Cuando la periodista Belkys Pérez Cruz dice que en Pinar del Río hay cultura sobre huracanes, no es juego. Un pinareño (y un artemiseño) piensa antes que nada en tener una buena casa que resista los embates de un fenómeno meteorológico. La historia ha sido la causante.
Aún recuerdo el paso de Gustav (tenía solo 12 años) por San Cristóbal, municipio en el que nací y en el que estoy pasando actualmente un tiempo. Viene a mi mente esa noche de angustia, alojada en casa de mi tía porque la mía en esa época no tenía las condiciones óptimas. Recuerdo ese ruido característico de los huracanes, la oscuridad, las fibras y tablones que volaban y lo peor, saber que pertenecían a viviendas de personas.

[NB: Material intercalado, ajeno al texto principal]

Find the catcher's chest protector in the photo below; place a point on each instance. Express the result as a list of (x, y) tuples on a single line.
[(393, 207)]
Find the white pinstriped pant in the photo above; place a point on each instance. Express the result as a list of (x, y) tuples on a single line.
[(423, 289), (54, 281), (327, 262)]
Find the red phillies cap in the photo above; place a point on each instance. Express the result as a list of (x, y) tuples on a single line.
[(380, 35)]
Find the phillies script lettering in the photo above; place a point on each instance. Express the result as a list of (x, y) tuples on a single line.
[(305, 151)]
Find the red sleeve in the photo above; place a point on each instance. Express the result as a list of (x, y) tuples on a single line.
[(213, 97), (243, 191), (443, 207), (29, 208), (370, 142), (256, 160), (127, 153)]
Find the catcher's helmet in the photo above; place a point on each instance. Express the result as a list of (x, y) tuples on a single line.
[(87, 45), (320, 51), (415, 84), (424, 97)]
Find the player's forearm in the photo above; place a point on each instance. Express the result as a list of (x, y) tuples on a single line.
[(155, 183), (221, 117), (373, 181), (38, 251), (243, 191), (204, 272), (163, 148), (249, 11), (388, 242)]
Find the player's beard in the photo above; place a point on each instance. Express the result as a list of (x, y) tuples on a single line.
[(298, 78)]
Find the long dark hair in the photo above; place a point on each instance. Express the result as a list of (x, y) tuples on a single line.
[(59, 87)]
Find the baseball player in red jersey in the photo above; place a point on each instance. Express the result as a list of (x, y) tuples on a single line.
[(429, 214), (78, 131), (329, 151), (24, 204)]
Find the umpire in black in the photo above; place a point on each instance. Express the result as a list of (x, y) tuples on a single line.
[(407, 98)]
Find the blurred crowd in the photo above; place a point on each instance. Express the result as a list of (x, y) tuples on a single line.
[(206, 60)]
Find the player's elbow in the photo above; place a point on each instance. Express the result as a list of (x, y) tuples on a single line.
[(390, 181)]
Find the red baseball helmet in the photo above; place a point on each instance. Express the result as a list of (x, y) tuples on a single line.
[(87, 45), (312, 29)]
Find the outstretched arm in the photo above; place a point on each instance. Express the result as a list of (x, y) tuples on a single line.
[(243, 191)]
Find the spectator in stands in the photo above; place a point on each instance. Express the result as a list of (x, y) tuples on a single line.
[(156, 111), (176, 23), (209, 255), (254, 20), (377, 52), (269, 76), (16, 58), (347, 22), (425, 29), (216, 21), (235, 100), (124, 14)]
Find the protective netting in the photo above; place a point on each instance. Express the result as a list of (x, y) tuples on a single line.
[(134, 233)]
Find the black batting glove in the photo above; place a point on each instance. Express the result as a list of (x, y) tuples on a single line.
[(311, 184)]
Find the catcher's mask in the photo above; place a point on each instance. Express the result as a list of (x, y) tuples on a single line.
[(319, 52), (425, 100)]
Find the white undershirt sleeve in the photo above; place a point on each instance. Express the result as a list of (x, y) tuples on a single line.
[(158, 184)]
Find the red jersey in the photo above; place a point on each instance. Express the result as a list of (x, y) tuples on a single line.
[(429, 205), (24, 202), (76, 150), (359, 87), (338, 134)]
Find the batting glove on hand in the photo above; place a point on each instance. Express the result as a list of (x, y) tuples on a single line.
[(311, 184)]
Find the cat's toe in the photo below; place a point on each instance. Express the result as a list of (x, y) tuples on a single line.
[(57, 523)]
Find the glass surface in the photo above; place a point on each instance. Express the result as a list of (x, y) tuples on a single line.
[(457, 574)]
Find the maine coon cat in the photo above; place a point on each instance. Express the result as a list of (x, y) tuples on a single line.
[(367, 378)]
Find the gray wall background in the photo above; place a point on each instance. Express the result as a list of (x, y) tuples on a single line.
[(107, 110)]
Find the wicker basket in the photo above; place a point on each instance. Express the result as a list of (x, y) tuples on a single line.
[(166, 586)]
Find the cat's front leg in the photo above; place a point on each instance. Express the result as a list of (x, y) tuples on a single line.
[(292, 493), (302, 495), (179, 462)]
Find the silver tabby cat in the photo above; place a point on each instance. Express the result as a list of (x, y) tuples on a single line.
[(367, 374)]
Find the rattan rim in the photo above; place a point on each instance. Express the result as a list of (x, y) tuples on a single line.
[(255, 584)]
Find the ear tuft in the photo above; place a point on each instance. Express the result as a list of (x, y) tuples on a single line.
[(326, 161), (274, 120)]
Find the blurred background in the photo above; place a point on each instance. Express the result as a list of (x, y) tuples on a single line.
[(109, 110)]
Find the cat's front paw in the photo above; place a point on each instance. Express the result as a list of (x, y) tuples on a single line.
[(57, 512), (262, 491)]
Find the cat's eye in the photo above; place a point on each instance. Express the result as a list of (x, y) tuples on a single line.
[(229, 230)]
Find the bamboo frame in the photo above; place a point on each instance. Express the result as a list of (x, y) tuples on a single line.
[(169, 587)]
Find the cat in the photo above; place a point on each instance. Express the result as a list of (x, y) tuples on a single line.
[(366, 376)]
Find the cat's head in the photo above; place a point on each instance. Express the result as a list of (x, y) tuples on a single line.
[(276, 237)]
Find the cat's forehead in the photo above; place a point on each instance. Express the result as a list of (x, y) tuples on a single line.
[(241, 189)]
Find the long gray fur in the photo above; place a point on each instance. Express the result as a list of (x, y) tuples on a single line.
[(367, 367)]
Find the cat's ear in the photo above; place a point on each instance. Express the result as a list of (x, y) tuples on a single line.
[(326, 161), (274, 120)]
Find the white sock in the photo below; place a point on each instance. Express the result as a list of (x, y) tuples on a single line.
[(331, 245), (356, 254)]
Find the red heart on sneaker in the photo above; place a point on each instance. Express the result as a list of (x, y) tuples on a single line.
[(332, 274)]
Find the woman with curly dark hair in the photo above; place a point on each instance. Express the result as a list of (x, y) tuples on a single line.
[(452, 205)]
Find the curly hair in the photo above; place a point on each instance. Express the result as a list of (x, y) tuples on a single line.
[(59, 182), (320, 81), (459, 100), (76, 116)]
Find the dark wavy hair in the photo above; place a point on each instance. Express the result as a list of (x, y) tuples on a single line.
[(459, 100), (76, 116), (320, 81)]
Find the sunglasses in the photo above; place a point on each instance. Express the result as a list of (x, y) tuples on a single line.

Recuerdo la angustia de saber que mi mamá estaba sola en mi casa en ese día gris. El viento levantó casi todo el techo, excepto el de una habitación. Ella corrió en el peor momento de la tormenta hacia la casa de un vecino. Cuando regresamos al día siguiente, todo, absolutamente todo era desolación. Junto con el techo, el viento se llevó las fotos familiares. Días después, como si no hubiera bastado, el huracán Ike siguió la misma ruta que su antecesor. Y no exagero, desgraciadamente, casi no quedaban árboles en pie, ni techos que llevar.
Desde el viernes por la mañana, cuando se estableció la fase de alarma ciclónica toda la comunidad se puso en función de minimizar los daños. Tablas en las ventanas, sacos con arena en los techos, bajar las antenas, poner a cargar los teléfonos y las lámparas recargables. Paso a paso, como si fuera un manual escrito.
En la medida en que pasaban las horas el agua y el viento aumentaban. De una casa a la otra los vecinos gritaban: “Está fuerte la lluvia”; “Pensaba que iba a ser un viento platanero”; “Dicen que acaba de salir de la Isla”; “Acaba de tocar tierra, cerquita de aquí, en Dayanigua, Los Palacios”. La radio es la única aliada informativa cuando no hay servicio telefónico ni eléctrico.
Asomadas por la rendija de una ventana veíamos los aguacates que caían como misiles, la mata de pera llegaba al piso y al rato, el mismo aire la levantaba. La de árbol del pan, que incluso resistió al Gustav, Ida la arranco de raíz. Milán, mi bebé de solo cinco meses, no paraba de llorar. Quizás sentía la angustia o no le gustaba la oscuridad.
Aún no salía el sol este sábado y todos preguntaban: “¿Qué te pasó?”, “¿Qué te llevó?”. Y es que junto a esa cultura ciclónica también está la solidaridad. Sí, esa misma solidaridad que hizo que en medio de la tormenta las personas del barrio se asomaban en la ventanas para ver si Jesús, el hombre que vivía en la casa de madera estaba ahí, o si la casa seguía en pie. Y sigue, ahí está, con una tabla de menos.
Desde las 6 de la mañana desgajaba los árboles caídos con machete en mano. Es normal en esta tierra, ver lo positivo, la luz después de la tormenta. Es inevitable que aún queden muchos huracanes, “desventaja geográfica”, lo importante es saber que siempre hay un después.
Aún no hay electricidad. Dicen que no viene hasta el lunes o martes. Termino estas líneas con 10 por ciento de batería. Es lo que toca, cuando eres periodista.